“Transcendence can not be accessed through the mind, but through direct experience with the numinous.” -Ilene Aliyah Alexander

Woman-hiking-in-nature

The diminished physical ability I have been living with is becoming increasingly more limiting leaving primarily the autonomic nervous system. When I acknowledge the disease progression and how some functioning is becoming nearly impossible to do and my strategies are no longer effective, I feel grief and need take time to mourn for what was and will never be again in this glorious body that has taken me so far. Usually the grief lasts a few hours to a few days. This is very different, because it used the last for years. I have evolved emotionally and spiritually with the understanding, the profound revelation that I am not my body, nor am I my strategizing mind. My empathy and love for self and other is growing exponentially. This curriculum has given me the opportunity to live more from my Soul.

Some people call my journey courageous; some people call it miraculous. I just call it what is. I can either kick and scream (although I can literally do neither) or I can just choose to say yes to the new level of functioning, my new baseline. What I am finding with this accelerated curriculum is that with loss always comes a new awareness I had not been previously able to access prior to the limitations.

I am not a saint and I am not an exception. I am just no longer interested in suffering on a day-to-day minute-to-minute basis. If I am unable to control anything physically, I can control my reaction. And that is about all I can control.

Being alone nineteen hours a day, sitting overlooking the 14,000 foot mountain range called Sangre de Christos, I am realizing the importance of the spiritual teachings of Ram Dass and others. As a collective consciousness we are moving from the third dimension to the fourth dimensional reality. The latter involves unitive consciousness. The field of unity is already around us. People are gradually being able to access this field  to eventually reach a critical mass where the rigid boundaries of duality will be rendered unnecessary. We are moving into Love.

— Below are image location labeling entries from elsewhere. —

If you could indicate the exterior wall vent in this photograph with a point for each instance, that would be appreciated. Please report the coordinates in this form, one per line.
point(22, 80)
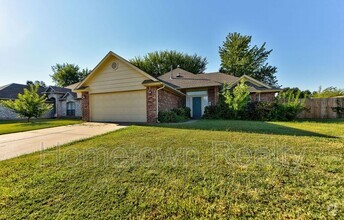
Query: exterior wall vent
point(114, 65)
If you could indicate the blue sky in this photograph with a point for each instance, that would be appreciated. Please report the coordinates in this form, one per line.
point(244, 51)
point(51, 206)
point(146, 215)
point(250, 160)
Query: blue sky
point(307, 37)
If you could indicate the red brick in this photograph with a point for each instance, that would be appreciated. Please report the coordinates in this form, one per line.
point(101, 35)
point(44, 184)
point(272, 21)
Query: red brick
point(85, 102)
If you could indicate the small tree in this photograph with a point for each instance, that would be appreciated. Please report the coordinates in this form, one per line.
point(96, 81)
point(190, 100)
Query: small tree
point(66, 74)
point(239, 99)
point(29, 104)
point(159, 62)
point(239, 57)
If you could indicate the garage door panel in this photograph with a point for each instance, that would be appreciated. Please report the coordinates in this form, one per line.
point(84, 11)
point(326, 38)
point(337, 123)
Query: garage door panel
point(119, 107)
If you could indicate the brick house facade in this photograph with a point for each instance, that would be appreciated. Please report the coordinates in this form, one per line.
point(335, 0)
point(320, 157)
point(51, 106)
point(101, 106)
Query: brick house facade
point(118, 91)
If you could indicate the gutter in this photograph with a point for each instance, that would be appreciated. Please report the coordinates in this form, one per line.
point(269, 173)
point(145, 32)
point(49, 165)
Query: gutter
point(157, 102)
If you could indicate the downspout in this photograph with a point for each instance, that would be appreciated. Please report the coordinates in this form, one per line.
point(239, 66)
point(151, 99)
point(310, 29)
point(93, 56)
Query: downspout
point(157, 102)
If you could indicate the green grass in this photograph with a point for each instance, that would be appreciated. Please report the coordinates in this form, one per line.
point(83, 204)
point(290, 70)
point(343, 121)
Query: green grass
point(321, 128)
point(183, 172)
point(7, 127)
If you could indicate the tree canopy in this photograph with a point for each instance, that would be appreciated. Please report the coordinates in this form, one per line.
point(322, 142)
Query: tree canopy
point(29, 104)
point(159, 62)
point(238, 57)
point(66, 74)
point(41, 83)
point(328, 92)
point(302, 93)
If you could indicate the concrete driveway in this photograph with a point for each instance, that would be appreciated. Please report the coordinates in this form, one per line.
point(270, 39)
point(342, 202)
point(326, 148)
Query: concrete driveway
point(13, 145)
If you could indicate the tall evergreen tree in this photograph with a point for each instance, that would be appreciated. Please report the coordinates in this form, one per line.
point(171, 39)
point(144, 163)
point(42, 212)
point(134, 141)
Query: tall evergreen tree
point(238, 57)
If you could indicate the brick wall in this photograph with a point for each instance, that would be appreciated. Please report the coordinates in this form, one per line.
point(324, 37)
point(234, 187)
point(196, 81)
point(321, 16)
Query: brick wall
point(213, 95)
point(85, 103)
point(151, 104)
point(264, 97)
point(168, 100)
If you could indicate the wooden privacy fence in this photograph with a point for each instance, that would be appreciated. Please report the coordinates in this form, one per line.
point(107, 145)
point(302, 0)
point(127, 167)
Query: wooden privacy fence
point(322, 108)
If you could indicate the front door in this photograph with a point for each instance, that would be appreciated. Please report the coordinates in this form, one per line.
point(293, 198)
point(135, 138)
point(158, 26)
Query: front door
point(196, 107)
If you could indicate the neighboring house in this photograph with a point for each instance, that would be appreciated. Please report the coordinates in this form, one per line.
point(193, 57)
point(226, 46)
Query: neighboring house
point(118, 91)
point(66, 103)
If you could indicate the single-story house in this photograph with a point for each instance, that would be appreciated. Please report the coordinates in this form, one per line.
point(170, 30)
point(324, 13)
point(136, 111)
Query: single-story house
point(118, 91)
point(66, 103)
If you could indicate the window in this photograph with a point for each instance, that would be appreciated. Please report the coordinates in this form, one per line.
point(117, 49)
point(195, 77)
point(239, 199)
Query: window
point(70, 109)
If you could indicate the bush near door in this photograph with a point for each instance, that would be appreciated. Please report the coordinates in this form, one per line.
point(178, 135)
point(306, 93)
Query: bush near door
point(174, 115)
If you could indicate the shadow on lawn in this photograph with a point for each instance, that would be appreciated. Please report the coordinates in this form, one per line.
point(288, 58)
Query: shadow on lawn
point(244, 126)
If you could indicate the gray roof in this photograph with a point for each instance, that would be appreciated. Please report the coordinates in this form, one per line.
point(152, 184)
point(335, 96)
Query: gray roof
point(12, 90)
point(61, 90)
point(182, 79)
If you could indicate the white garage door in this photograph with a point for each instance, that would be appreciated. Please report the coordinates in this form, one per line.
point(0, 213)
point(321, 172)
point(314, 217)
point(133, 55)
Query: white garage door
point(119, 106)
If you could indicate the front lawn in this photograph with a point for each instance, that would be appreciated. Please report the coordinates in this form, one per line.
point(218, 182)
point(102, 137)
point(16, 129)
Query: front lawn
point(184, 172)
point(7, 127)
point(320, 128)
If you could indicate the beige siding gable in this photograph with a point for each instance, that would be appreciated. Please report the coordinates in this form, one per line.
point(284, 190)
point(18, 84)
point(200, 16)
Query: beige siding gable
point(123, 78)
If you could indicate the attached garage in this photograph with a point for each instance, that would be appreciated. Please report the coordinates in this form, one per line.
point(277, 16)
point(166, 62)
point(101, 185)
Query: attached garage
point(129, 106)
point(117, 91)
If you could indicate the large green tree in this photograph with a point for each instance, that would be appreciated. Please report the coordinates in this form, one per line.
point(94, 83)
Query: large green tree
point(29, 104)
point(66, 74)
point(159, 62)
point(238, 57)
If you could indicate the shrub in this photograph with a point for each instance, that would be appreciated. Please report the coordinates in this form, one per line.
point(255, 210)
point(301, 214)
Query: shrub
point(289, 106)
point(285, 108)
point(174, 115)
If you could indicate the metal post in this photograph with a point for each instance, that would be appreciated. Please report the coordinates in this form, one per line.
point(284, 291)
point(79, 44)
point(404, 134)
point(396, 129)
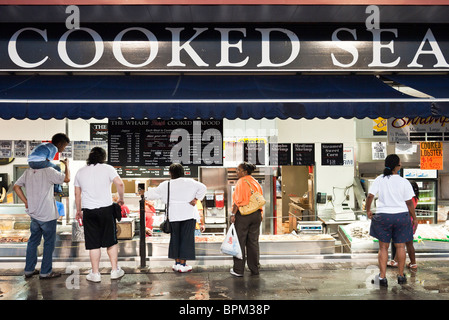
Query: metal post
point(143, 253)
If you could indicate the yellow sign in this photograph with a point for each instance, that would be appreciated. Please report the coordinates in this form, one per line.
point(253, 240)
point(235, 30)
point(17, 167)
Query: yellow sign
point(380, 125)
point(431, 155)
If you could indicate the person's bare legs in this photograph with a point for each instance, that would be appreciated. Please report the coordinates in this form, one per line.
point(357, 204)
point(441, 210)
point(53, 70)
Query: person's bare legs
point(382, 258)
point(95, 255)
point(113, 256)
point(411, 252)
point(400, 257)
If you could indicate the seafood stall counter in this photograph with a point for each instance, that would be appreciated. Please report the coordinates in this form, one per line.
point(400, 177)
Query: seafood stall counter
point(428, 238)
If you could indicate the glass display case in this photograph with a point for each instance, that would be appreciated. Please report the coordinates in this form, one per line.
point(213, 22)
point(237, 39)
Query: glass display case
point(427, 181)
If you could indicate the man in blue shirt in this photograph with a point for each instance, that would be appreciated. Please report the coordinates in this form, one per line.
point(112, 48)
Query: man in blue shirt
point(43, 154)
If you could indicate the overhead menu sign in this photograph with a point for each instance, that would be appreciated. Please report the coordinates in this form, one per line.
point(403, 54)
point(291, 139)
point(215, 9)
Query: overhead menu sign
point(332, 154)
point(303, 154)
point(163, 142)
point(280, 154)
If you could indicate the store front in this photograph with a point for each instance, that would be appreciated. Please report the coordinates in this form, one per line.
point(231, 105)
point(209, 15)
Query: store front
point(298, 99)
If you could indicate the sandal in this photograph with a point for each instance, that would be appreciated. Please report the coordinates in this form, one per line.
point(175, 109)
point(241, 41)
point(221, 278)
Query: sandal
point(392, 264)
point(412, 266)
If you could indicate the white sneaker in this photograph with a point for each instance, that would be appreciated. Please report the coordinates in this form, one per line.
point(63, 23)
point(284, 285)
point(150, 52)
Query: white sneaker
point(235, 274)
point(93, 277)
point(185, 268)
point(117, 274)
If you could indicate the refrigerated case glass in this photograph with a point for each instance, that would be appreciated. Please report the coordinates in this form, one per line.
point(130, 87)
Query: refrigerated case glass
point(426, 210)
point(427, 180)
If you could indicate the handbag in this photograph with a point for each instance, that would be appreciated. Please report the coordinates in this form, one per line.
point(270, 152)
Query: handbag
point(256, 201)
point(165, 225)
point(117, 211)
point(231, 244)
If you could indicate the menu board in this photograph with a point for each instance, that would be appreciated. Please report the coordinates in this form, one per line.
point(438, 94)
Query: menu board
point(254, 153)
point(280, 154)
point(332, 154)
point(132, 172)
point(303, 154)
point(163, 142)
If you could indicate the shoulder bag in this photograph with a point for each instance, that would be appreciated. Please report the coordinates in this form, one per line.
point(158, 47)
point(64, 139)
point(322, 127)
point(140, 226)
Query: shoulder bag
point(117, 211)
point(165, 225)
point(256, 202)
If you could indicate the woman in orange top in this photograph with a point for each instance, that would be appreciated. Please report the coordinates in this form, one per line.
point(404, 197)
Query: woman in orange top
point(247, 226)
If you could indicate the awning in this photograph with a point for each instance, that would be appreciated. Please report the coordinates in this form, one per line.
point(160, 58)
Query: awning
point(435, 86)
point(204, 96)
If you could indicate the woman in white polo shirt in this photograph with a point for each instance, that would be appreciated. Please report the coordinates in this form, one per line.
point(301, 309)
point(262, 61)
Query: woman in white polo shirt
point(182, 214)
point(93, 199)
point(392, 218)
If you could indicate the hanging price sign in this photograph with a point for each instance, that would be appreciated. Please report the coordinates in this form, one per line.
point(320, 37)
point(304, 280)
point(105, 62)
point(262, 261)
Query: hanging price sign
point(431, 155)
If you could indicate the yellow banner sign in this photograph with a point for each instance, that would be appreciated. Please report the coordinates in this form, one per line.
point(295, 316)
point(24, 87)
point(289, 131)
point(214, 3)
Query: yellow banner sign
point(431, 155)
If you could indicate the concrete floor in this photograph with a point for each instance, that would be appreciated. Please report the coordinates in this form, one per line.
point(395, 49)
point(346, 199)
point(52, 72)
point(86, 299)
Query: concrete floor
point(304, 280)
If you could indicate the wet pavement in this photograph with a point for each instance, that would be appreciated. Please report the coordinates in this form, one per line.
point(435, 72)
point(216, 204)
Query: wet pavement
point(308, 279)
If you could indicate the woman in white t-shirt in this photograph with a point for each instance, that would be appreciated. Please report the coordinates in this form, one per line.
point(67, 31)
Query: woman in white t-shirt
point(392, 218)
point(93, 200)
point(182, 214)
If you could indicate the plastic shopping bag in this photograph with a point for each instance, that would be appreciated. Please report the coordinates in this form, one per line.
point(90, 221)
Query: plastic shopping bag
point(231, 244)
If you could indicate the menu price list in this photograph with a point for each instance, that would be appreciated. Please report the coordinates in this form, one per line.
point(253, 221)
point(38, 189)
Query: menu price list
point(303, 154)
point(124, 147)
point(332, 154)
point(161, 142)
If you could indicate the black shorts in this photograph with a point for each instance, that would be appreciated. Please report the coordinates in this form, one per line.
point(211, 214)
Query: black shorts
point(100, 229)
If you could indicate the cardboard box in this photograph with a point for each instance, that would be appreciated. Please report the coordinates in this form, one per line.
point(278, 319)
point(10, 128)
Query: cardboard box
point(125, 228)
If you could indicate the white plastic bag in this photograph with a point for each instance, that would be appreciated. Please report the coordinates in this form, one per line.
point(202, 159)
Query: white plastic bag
point(231, 244)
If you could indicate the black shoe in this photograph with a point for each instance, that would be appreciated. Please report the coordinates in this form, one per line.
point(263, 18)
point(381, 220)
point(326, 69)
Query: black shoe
point(382, 282)
point(402, 279)
point(29, 275)
point(51, 275)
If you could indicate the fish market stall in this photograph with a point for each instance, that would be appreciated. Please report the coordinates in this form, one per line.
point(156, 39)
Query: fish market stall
point(286, 244)
point(14, 230)
point(428, 238)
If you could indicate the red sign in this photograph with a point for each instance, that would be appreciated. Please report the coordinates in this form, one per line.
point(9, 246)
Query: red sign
point(431, 155)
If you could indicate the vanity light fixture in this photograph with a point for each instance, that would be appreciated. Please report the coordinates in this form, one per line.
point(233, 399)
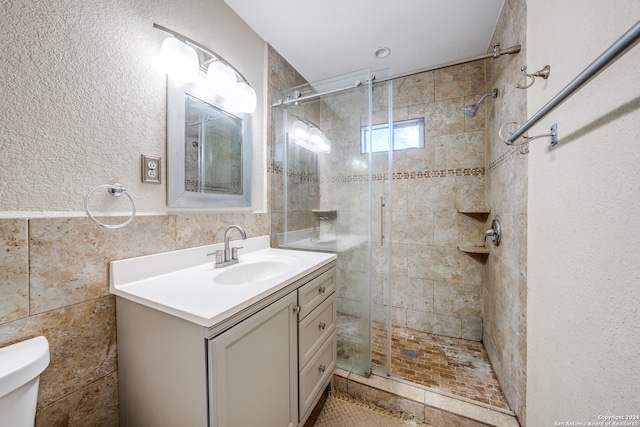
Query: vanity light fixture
point(183, 59)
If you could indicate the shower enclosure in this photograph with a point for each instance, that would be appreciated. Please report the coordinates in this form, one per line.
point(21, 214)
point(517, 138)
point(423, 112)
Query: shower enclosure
point(388, 176)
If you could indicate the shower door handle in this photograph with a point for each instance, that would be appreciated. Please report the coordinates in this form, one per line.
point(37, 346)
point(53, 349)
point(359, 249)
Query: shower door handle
point(382, 205)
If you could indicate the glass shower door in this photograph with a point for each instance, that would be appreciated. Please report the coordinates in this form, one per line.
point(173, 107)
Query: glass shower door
point(327, 193)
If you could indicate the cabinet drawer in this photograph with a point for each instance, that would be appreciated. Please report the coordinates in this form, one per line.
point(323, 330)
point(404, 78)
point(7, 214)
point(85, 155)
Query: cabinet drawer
point(313, 293)
point(315, 329)
point(317, 374)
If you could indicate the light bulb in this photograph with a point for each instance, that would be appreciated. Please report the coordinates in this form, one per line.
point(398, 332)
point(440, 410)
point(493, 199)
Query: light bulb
point(222, 79)
point(246, 98)
point(179, 60)
point(317, 137)
point(300, 130)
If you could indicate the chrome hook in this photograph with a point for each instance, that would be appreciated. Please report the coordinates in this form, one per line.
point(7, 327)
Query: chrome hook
point(507, 129)
point(544, 73)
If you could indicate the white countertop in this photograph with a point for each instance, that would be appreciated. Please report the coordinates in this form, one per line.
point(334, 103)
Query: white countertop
point(181, 282)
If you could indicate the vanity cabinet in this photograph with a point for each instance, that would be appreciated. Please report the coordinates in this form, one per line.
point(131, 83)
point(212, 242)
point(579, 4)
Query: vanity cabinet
point(252, 369)
point(265, 365)
point(317, 342)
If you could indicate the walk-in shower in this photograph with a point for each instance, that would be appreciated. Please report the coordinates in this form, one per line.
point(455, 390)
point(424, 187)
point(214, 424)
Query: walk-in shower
point(394, 198)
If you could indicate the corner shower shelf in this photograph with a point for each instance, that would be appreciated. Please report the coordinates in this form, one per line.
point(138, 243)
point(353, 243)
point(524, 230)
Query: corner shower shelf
point(474, 249)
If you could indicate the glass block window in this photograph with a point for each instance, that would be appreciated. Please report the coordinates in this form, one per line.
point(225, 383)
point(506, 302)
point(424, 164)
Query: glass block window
point(407, 134)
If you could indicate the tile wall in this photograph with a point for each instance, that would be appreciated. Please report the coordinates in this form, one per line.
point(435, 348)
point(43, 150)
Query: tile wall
point(505, 277)
point(437, 288)
point(283, 76)
point(54, 281)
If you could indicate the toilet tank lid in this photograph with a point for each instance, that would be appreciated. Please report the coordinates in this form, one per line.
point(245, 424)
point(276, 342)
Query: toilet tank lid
point(22, 362)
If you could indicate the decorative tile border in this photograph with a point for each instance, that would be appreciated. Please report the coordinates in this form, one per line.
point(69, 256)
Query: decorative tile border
point(443, 173)
point(504, 157)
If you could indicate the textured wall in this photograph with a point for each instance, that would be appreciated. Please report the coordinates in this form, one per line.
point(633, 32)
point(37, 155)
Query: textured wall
point(505, 275)
point(80, 99)
point(82, 96)
point(584, 203)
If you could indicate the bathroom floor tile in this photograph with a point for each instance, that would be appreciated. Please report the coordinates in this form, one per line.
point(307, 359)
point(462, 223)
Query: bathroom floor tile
point(454, 366)
point(451, 365)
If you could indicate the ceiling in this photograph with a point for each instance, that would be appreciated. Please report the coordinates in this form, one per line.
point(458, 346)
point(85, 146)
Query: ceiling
point(328, 38)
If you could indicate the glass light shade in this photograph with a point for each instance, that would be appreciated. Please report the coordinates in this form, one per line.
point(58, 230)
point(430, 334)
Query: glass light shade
point(179, 60)
point(222, 79)
point(300, 130)
point(246, 98)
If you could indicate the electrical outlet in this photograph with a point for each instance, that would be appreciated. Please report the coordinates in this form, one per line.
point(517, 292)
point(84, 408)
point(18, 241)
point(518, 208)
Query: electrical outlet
point(151, 169)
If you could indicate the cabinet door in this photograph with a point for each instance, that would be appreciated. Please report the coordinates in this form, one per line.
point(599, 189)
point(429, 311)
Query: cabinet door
point(253, 370)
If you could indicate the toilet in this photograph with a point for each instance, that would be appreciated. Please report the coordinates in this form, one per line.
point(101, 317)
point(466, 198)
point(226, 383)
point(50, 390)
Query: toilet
point(20, 367)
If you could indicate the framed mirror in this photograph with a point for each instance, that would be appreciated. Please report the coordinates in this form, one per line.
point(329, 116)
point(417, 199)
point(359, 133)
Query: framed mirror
point(209, 149)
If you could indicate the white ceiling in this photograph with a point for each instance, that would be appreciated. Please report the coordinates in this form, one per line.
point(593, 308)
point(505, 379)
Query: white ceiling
point(327, 38)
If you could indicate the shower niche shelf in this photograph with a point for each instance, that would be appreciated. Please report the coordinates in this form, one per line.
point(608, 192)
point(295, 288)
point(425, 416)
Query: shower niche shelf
point(474, 249)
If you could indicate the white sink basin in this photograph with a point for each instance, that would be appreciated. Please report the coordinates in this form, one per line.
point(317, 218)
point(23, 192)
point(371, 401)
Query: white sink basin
point(252, 271)
point(185, 284)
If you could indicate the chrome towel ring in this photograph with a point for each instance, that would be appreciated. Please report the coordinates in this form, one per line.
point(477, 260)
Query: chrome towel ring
point(115, 190)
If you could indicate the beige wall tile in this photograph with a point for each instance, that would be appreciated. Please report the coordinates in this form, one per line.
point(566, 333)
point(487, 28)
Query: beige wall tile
point(82, 345)
point(460, 80)
point(93, 405)
point(435, 323)
point(413, 90)
point(14, 269)
point(457, 299)
point(69, 257)
point(465, 150)
point(504, 310)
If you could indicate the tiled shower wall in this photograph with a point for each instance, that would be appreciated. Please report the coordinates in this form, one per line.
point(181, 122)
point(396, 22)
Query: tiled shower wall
point(437, 288)
point(505, 281)
point(54, 281)
point(281, 77)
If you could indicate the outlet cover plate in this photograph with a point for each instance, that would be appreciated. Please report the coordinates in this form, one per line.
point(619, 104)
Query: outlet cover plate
point(151, 169)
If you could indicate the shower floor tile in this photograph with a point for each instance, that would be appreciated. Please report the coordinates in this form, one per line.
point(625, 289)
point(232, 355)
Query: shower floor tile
point(455, 366)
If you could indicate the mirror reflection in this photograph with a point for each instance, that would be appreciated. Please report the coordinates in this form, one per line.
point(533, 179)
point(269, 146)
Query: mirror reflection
point(213, 149)
point(209, 149)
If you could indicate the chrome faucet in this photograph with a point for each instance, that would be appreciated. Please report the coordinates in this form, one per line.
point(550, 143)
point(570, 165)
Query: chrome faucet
point(494, 232)
point(230, 255)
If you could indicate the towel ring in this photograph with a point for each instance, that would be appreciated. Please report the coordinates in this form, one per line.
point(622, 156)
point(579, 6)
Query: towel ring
point(115, 190)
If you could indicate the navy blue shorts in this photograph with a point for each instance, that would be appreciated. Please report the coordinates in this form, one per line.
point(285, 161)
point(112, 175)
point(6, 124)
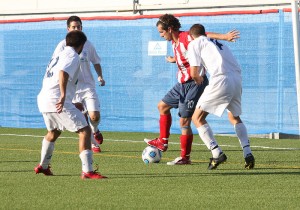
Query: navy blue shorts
point(185, 97)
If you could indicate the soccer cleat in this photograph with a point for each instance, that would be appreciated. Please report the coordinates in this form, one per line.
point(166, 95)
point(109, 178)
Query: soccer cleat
point(214, 162)
point(39, 169)
point(249, 161)
point(96, 149)
point(98, 137)
point(179, 161)
point(157, 143)
point(92, 175)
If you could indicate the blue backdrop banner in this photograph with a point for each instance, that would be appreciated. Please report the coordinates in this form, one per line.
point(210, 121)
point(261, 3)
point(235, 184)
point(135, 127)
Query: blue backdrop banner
point(136, 81)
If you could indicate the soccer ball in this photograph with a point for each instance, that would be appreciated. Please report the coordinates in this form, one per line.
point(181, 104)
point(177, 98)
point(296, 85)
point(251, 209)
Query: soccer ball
point(151, 155)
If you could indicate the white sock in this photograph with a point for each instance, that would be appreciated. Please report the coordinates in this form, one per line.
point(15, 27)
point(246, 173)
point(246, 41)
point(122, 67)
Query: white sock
point(94, 126)
point(46, 153)
point(209, 140)
point(242, 134)
point(86, 157)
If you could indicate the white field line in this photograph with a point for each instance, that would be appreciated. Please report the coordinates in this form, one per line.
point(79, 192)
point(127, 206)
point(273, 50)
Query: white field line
point(135, 141)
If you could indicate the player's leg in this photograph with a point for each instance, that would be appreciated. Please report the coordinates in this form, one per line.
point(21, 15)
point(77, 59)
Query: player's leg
point(186, 140)
point(207, 136)
point(73, 120)
point(190, 92)
point(95, 146)
point(86, 155)
point(170, 100)
point(242, 134)
point(165, 121)
point(92, 105)
point(48, 143)
point(234, 111)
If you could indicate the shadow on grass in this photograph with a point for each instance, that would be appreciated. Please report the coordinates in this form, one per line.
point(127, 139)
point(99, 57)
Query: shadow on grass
point(209, 173)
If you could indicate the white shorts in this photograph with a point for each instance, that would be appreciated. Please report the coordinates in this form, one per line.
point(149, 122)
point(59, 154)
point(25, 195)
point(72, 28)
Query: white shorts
point(223, 92)
point(89, 99)
point(70, 119)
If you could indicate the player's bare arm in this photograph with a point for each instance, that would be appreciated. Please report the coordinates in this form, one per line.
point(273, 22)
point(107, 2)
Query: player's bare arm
point(231, 36)
point(195, 75)
point(98, 69)
point(63, 81)
point(170, 59)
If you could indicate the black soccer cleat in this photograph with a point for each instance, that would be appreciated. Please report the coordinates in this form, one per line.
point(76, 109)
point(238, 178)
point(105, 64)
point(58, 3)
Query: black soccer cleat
point(249, 161)
point(214, 162)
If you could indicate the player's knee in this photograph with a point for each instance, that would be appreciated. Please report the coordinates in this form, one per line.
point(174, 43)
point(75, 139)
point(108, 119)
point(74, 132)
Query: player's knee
point(53, 135)
point(163, 108)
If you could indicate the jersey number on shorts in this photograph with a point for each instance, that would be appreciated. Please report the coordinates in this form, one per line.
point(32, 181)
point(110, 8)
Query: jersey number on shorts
point(51, 64)
point(218, 44)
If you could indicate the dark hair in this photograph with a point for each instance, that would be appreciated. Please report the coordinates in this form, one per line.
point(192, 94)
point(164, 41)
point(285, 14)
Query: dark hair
point(167, 21)
point(197, 30)
point(73, 18)
point(75, 39)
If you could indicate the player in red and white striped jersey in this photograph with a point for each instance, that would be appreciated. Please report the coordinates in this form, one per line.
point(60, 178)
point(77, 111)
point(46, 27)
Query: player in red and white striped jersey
point(185, 94)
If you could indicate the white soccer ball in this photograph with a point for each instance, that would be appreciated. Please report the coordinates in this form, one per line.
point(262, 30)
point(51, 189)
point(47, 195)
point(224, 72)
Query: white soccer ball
point(151, 155)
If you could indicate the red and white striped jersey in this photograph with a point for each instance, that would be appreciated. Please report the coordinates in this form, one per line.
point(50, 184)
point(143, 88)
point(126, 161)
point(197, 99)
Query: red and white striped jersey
point(180, 53)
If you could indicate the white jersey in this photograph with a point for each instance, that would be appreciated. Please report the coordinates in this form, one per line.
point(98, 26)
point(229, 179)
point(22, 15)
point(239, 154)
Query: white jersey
point(214, 56)
point(68, 61)
point(225, 88)
point(87, 56)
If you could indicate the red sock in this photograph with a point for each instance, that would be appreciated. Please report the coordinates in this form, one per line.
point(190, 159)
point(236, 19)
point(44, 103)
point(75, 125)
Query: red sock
point(186, 146)
point(165, 122)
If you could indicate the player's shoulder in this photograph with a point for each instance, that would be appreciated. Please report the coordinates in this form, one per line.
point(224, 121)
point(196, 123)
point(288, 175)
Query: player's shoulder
point(88, 43)
point(69, 54)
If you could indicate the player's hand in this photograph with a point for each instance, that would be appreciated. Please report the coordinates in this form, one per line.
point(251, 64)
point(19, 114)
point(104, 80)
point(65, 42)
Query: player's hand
point(170, 59)
point(101, 81)
point(60, 105)
point(231, 36)
point(199, 80)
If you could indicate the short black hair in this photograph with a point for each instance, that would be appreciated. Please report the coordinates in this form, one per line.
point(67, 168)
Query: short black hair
point(75, 39)
point(168, 20)
point(197, 30)
point(73, 18)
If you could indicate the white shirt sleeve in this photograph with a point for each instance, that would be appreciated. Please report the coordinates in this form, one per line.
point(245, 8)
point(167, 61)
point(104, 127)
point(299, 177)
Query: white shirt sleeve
point(194, 53)
point(60, 47)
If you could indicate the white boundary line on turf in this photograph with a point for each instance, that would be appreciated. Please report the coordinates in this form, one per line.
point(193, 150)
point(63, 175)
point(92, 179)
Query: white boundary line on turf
point(134, 141)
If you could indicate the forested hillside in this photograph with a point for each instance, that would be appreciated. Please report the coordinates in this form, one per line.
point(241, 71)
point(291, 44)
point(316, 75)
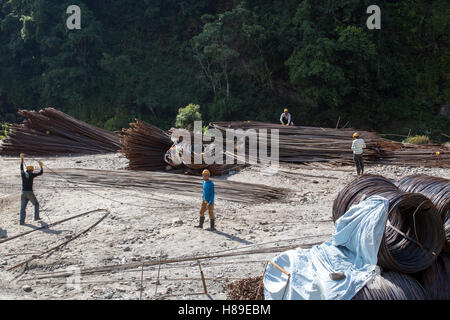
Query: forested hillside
point(239, 60)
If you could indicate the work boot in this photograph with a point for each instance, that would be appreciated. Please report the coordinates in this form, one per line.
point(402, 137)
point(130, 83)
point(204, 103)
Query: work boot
point(200, 225)
point(212, 225)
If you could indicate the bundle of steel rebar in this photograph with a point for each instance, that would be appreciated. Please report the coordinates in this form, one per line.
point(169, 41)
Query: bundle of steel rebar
point(389, 285)
point(170, 183)
point(145, 146)
point(392, 286)
point(414, 234)
point(313, 144)
point(246, 289)
point(50, 132)
point(436, 279)
point(437, 190)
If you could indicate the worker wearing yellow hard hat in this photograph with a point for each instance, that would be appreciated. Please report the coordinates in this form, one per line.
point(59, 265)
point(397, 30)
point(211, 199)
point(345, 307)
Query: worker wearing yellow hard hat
point(286, 118)
point(27, 189)
point(208, 200)
point(357, 146)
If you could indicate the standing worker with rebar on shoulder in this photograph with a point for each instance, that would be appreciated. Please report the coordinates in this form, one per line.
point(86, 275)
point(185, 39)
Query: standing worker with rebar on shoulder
point(208, 200)
point(357, 147)
point(27, 190)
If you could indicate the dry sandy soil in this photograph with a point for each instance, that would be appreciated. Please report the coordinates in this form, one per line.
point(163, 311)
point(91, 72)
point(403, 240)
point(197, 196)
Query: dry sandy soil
point(161, 227)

I am realizing the wisdom in choosing this curriculum as a default in order to assure the integration of this teaching. This is a very different response from feeling victimized by a random, mysterious disease constellation. As I let go of each ability on the physical level, I open to a new ability on the subtle level. From this perspective, I wonder what disability really means. The liberation possible from reconfiguring the evolutionary potential of suffering is immeasurable.

I am seeing that whatever the challenge that may seem catastrophic from our human/ego perspective, there is always a gift on the other side. Fully experiencing the grief is essential and once on the other side of the seemingly endless grief, there is the opportunity for transcendence. Transcendence is beyond the five levels of grief Elisabeth Kubler-Ross generously illuminated. For me, I now understand that this rigorous curriculum was perhaps the most expeditious way and perhaps the only way for me to access this state given the trajectory of my choices during this lifetime.

The surrender into transcendence is where the fourth dimension lies. I’m convinced that this is what my father who had been a lifelong atheist described on his deathbed, “heaven, a place of tranquility.” I am realizing that whatever the challenge that may seem catastrophic, there is always a gift on the other side. The opportunity is that we reach this place beyond acceptance into transcendence where suffering may no longer be necessary for growth. Many are being called to this expanded state of consciousness, the dimension where love and unity are the only reality.